A development worth waiting for
La vie Bohème Houston-style: How the new IAC arts complex will transform Midtown
We’ve been waiting for a long time for a great urban project to take shape along the Main Street rail line, but with the Independent Arts Collaborative’s (IAC) announcement that it is going to build its long-awaited space at 3400 Main (near the Ensemble/HCC rail stop), the wait is finally over.
Or at least it will be by 2015, when the complex is scheduled to open.
As Tyler Rudick reported, the 85,000-square-foot complex will include four or five small performance spaces, a 400-seat theater, exhibition space, classrooms, and office space. No one has signed a lease yet, but the tenants/collaborators will surely include some of the city’s strongest mid-level arts organizations, such as DiverseWorks, Main Street Theater or Suchu Dance. Emily Todd, president of the IAC board, told me that the organization has been in talks with 38 different companies.
Beyond the benefits to the arts groups and the arts patrons, I’m most excited about what this complex will mean to neighborhood and even the city itself.
According to Todd, the various organizations “want to be sure they won’t lose their individual identities” by joining the collaborative. But there’s little doubt that the final roster will be stellar, as the IAC will be able to offer its members powerful benefits.
The spaces should be affordable—not costing more than the organizations pay now—despite the increased visibility they will offer. And the collaborations between the groups should be spectacular.
The benefits to the arts patron are immediately obvious. Todd says the complex will be “an arts multiplex.” If you’re looking for something to do, but you don’t know exactly what, you can simply head on over (hopefully on the train) and see what’s playing. This is a very exciting concept, one that Todd says is more or less unique nationally, at least at this scale.
But beyond the benefits to the arts groups and the arts patrons, I’m most excited about what this complex will mean to neighborhood and even the city itself. As I said, the rail line has not inspired the kind of immediate development people perhaps naively expected. Midtown remains pocked with surface parking lots, and the whole idea of using rail to promote dense inner-city development, rather than as a commuting tool for suburbanites, was looking rather dubious. This project should change that perception — at a time when the next wave of rail is already under construction.

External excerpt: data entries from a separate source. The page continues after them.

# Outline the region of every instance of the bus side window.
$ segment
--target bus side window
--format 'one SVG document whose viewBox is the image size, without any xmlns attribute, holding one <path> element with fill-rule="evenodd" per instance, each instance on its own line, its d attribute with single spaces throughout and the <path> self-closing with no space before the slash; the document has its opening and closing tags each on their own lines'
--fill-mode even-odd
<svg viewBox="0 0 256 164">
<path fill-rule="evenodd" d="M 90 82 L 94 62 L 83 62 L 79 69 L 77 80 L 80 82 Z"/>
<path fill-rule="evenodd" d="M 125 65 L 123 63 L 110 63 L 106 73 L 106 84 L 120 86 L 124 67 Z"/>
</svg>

Significant neighborhood development
The IAC complex is sure to inspire, or at least accompany, significant neighborhood development. Developer Bob Schultz, co-owner of the Continental Club and of the colorful boutiques that are the Continental’s neighbors, says he’s planning extensive further developments in the blocks just south of IAC. He’s planning to build housing, a parking garage, and more unique retail. A hotel is also on the drawing board.
Schultz told me, “The hope is that we’ll have a 24/7 city (in the area).”
And just blocks away, HCC Central Campus has already begun a very exciting redevelopment of its historic campus, one that will mend and strengthen the area’s badly torn urban fabric.
This development comes at an interesting time in the city’s growth. Recent developments in Montrose—the opening of H-E-B, and Marvy Finger’s announced plans to build a massive “Mediterranean style” apartment complex in the Fiesta space across the street—appear to finally signal the end of Montrose’s status as “the strangest neighborhood east of the Pecos,” as Texas Monthly dubbed it way back in 1973. It’s simply become too shiny and comfortable.
Of course, to a large extent la vie bohème Houston-style has already moved on, without really settling anywhere. Midtown should soon become its new and soulful home.